Il me faut me poser la question d'abord à moi-même. Depuis longtemps, lorsque je regarde ce point de vue sur La Chapelle de Ronchamp de Le Corbusier, point de vue pris par Marcel Blanc pour une carte postale, je ne peux m'empêcher d'y voir un sexe masculin, frein et gland, en tension.
Dois-je d'abord me demander s'il s'agit-là d'une projection personnelle ou bien, finalement, après tout, d'une possibilité inconsciente à la fois du photographe et de l'architecte ?
D'ailleurs, la carte postale actuellement à l'envers sur le plateau de ma table de travail me laisse encore moins de doute sur ce rapprochement formel comme si, ainsi retournée, oubliant un peu plus son objet d'origine, sa forme sexuelle était encore plus explicite.
Bien entendu, je ne veux pas dire ici que Le Corbusier aurait construit ce rapprochement, ni même l'aurait désiré. On ne peut pas penser que le Corbusier se doit donné à lui-même comme objectif de glisser un tel rapprochement formel pour ce projet mais qu'en est-il alors des formes qui surgissent ? De ce vocabulaire qui nous est commun qui fait que, oui, dans l'agencement de certaines courbes, de certaines lignes, de certaines tensions du dessin, immédiatement notre fonds d'images communes fait surgir l'improbable rapprochement ? Et que devons-nous alors en faire ? Car il est puissant et il est même impossible pour ma part de l'éviter. Il y a bien là, quelque chose que je reconnais.

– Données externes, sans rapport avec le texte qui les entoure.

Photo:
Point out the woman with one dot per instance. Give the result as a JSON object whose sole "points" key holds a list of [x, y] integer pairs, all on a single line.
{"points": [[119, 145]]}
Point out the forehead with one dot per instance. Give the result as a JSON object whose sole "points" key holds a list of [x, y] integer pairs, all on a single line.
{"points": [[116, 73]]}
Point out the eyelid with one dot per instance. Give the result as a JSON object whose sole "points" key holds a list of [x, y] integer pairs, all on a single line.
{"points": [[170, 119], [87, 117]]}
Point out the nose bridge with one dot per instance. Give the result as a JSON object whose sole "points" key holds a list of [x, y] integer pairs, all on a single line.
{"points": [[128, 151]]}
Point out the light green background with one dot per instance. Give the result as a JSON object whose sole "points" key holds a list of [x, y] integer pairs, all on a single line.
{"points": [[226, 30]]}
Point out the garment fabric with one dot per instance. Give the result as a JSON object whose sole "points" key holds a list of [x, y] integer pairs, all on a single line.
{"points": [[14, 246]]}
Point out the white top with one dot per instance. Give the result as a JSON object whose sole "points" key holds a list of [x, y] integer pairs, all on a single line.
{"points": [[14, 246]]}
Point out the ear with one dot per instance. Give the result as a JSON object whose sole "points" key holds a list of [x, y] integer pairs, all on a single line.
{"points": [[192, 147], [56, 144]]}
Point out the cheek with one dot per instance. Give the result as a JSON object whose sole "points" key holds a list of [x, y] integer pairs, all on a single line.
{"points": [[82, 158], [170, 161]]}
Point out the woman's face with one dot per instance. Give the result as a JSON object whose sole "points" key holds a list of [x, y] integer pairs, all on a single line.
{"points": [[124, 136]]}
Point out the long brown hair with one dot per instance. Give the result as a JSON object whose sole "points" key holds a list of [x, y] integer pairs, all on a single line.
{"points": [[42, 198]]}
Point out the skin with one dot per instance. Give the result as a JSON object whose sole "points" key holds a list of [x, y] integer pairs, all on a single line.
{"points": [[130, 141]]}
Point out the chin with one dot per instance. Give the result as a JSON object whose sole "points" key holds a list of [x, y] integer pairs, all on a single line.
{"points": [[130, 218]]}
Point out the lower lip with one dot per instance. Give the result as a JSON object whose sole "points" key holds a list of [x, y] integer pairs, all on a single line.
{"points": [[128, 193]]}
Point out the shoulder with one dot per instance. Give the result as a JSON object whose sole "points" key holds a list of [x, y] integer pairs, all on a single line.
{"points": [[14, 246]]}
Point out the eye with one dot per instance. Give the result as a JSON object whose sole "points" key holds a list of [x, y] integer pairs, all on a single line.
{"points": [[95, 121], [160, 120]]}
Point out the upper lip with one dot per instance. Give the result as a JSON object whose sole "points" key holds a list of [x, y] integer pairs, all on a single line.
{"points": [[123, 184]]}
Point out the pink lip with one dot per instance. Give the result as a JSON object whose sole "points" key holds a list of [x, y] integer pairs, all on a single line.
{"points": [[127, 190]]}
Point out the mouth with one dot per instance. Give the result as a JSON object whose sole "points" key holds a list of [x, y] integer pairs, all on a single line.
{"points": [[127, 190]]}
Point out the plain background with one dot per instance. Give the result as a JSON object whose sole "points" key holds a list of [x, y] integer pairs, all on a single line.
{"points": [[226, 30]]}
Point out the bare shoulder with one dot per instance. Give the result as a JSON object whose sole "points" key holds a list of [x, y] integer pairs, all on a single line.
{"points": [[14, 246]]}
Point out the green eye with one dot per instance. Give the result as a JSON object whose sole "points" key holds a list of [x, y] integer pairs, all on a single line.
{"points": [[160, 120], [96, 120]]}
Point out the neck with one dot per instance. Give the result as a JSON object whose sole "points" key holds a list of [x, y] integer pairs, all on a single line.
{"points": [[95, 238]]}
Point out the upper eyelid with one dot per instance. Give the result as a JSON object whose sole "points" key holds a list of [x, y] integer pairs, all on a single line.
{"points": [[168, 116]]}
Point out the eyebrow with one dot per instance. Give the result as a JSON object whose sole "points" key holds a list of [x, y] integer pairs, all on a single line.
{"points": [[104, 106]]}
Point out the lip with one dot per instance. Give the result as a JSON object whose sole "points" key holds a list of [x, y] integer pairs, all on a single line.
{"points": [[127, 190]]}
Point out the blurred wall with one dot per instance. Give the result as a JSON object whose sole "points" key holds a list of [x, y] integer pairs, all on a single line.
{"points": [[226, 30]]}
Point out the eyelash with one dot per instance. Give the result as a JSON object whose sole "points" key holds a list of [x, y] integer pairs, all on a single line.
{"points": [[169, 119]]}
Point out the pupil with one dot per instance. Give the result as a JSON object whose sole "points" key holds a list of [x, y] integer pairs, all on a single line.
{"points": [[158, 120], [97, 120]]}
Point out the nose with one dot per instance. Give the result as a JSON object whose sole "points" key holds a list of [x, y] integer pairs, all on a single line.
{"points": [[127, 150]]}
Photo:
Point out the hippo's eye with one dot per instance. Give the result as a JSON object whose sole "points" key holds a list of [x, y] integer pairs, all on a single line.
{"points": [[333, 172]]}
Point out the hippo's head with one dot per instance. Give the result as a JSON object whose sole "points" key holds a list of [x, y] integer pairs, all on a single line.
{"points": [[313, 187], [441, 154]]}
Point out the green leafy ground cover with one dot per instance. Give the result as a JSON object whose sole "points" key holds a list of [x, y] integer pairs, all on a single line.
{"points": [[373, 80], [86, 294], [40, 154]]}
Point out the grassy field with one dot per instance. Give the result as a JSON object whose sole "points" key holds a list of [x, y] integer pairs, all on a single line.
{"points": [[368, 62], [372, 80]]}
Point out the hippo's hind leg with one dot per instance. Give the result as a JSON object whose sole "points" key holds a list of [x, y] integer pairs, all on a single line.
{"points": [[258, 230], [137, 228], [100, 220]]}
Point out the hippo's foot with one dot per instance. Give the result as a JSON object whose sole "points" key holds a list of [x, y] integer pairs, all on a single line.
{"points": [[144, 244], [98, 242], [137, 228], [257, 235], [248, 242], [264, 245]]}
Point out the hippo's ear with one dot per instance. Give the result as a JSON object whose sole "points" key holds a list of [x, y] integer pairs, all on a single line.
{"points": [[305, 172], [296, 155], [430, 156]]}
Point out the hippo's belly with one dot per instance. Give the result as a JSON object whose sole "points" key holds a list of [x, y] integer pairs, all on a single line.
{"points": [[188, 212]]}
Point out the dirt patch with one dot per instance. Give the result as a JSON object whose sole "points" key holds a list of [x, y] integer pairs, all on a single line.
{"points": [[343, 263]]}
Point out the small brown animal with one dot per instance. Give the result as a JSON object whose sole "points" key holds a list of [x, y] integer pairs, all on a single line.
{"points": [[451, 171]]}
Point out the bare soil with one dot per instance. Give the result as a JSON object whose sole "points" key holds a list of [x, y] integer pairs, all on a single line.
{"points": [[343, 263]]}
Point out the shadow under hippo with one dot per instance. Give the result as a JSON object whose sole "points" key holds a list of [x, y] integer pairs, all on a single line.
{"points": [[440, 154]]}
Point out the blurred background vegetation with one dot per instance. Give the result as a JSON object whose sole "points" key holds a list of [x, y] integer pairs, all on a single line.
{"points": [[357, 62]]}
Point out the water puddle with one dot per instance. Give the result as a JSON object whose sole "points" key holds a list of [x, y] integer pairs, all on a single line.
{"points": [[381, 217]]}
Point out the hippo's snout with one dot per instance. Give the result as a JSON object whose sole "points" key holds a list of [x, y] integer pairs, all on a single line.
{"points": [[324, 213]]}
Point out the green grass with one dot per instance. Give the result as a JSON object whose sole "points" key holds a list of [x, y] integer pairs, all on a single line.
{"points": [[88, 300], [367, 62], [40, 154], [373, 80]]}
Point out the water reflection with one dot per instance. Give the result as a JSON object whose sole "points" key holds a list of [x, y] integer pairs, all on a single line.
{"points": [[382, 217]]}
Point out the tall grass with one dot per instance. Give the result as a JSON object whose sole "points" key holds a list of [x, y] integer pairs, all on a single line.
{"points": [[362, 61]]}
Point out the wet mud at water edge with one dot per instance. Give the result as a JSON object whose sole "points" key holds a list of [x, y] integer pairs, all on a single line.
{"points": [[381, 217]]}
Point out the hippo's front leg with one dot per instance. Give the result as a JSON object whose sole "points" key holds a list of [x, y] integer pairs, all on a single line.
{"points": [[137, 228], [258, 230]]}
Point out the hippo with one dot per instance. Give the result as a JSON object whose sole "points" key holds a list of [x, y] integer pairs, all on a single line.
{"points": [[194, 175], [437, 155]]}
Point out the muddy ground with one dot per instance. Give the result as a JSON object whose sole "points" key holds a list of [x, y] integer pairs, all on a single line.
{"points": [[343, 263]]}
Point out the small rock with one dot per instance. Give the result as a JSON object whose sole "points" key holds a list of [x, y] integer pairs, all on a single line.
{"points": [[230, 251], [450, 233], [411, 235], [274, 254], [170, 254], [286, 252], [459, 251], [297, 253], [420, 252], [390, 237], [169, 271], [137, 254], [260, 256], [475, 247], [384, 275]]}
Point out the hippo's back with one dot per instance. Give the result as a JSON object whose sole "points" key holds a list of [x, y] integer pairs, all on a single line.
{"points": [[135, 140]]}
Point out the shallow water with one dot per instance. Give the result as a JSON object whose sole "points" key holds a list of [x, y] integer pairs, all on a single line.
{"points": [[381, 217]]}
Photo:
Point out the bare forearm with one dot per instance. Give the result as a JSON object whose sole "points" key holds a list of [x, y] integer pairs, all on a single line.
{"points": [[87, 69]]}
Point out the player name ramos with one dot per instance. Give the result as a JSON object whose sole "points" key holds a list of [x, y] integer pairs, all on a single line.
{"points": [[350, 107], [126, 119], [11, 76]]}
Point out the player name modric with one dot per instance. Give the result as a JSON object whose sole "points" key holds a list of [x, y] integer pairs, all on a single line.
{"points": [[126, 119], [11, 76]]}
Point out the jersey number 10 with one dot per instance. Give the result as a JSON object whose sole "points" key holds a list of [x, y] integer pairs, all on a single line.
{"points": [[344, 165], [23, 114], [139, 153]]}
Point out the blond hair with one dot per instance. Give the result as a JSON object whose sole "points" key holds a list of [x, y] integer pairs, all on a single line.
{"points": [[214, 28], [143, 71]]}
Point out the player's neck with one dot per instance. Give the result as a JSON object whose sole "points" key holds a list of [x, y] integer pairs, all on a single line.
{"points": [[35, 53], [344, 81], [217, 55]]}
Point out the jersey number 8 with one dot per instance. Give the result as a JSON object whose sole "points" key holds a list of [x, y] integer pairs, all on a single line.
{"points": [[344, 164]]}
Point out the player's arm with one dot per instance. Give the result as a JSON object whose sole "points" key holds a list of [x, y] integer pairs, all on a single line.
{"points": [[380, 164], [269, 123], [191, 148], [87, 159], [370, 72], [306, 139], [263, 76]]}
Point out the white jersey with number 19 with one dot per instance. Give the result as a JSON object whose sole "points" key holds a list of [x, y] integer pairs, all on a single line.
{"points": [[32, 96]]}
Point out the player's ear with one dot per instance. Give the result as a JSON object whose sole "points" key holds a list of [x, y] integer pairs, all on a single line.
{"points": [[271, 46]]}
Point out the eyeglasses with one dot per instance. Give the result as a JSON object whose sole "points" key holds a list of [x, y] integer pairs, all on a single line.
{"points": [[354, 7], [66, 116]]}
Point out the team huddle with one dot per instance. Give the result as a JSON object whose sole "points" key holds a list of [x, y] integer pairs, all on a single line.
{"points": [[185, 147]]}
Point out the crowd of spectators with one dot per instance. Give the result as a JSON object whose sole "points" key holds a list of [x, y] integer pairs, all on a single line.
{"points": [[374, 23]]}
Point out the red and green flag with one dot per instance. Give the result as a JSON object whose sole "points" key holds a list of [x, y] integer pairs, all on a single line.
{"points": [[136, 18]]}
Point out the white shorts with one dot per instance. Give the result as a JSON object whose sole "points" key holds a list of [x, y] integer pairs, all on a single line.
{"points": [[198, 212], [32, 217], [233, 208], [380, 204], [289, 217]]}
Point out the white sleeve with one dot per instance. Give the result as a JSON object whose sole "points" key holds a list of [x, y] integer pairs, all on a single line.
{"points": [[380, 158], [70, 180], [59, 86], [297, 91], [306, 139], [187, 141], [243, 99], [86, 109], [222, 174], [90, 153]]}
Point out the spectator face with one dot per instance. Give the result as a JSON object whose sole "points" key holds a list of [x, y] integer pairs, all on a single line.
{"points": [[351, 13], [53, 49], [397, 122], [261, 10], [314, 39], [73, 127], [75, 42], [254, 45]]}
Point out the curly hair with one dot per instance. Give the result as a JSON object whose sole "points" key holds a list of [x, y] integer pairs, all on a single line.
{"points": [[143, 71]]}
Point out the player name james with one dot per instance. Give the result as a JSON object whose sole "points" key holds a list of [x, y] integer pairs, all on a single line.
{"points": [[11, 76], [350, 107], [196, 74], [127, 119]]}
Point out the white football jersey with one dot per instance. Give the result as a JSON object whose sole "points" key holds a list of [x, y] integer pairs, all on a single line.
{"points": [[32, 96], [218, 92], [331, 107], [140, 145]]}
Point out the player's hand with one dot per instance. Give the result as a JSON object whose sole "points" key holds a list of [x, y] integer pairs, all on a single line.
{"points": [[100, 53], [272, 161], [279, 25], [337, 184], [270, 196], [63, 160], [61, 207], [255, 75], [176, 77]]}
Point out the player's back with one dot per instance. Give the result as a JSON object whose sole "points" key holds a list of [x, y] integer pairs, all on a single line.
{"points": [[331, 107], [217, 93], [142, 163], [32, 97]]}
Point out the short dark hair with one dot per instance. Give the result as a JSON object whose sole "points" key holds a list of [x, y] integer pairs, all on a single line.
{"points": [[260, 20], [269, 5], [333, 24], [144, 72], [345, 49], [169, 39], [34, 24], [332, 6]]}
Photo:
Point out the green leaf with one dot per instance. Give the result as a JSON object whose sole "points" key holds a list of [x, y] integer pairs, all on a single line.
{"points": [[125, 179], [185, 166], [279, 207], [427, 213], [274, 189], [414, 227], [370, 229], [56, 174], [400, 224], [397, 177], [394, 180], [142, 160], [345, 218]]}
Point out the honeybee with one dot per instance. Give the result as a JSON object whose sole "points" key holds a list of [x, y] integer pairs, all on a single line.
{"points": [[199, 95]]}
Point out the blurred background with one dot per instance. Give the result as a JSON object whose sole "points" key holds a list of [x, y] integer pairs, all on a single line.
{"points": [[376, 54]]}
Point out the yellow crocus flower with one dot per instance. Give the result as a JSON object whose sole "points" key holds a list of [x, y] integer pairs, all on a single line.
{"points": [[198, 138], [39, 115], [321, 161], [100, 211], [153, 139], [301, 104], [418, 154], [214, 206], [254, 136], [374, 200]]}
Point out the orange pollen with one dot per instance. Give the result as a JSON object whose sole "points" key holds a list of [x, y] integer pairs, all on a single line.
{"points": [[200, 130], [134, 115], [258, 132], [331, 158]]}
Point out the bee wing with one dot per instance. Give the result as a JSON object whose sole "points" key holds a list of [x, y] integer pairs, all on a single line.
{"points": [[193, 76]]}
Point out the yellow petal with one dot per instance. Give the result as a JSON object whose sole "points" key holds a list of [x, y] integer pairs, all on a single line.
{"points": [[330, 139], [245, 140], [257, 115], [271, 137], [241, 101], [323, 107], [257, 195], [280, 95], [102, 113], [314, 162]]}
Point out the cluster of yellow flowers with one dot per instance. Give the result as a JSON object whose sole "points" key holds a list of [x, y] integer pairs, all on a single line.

Cette projection sur d'autres architectures de formes et d'objets est bien connue. On sait comment le langage commun a vite fait d'en faire des dénominations amusantes et populaires pour des architectures célèbres : le pot de yaourt ou le Volcan, au choix, pour Niemeyer au Havre par exemple.
Mais ici, avec Ronchamp, ce qui m'étonne c'est que cela m'amuse certes mais que, aussi, je n'arrive pas à croire en un hasard ou une projection seulement de ma part. Je me permets de croire que je touche à l'inconscient de l'architecte. Car cette forme est tout de même complexe, spéciale, peu à même d'être approchée par hasard. Disons qu'elle est tout de même réservée dans notre vocabulaire formel à un usage bien particulier.
Enfin.
Suis-je le seul obsédé par ce rapprochement ? Y-a-t-il d'autres visiteurs ou visiteuses de Ronchamp ayant vu dans ce moment de Ronchamp la possible jonction entre inconscient sexuel et forme architecturale ? Et il suffit au visiteur de faire quelques mètres de plus pour que les deux coques de La Chapelle viennent bien en tension sur l'arête vive du mur. Et cela reste assez probant.
Bon.
Sans doute que tout cela vous laissera perplexes, que je resterai seul avec mes doutes et mes obsessions et qu'il ne me sera de toute manière impossible de prouver ou argumenter de la vérité sur une telle projection.
Qu'importe au fond, ce qui fait une architecture c'est sans doute aussi notre part, celle que nous y ajoutons.
Est-ce que Marcel Blanc en cadrant ainsi, découpant dans la masse de La Chapelle ce moment précis de formes assemblées avait vu à son tour ce rapprochement ? Avait-il lui aussi cédé à quelques bribes inconscientes, voyant dans un objet un autre, cherchant finalement que ce qui en faisait la beauté était peut-être une autre qui lui échappait ?
Est-ce que ce rapprochement ogresque que Charles Bueb à son tour avait perçu lorsqu'il avait photographié sa fille ? Difficile de le dire. Cela me fait penser à Ricardo Bofill qui voulait redonner à l'architecture des puissances oniriques et psychologiques, mettant l'usager de ses espaces dans des sensations proches de révélations psychanalytiques et dans un inconfort des sensations psychiques surgissantes. Cette violence de l'apparition, ce désir que l'architecture puisse être débordée (tout en étant à leur origine) par des sensations cérébrales au bord du pathos reste pour moi assez cocasse. Pourtant c'est bien ce que cette image de Ronchamp et sa vision ont produit chez moi.
Je vais devoir rester avec ça et avec le fait que je vous en parle.
Sans doute que cela en dit plus sur moi que sur Le Corbusier ou Marcel Blanc.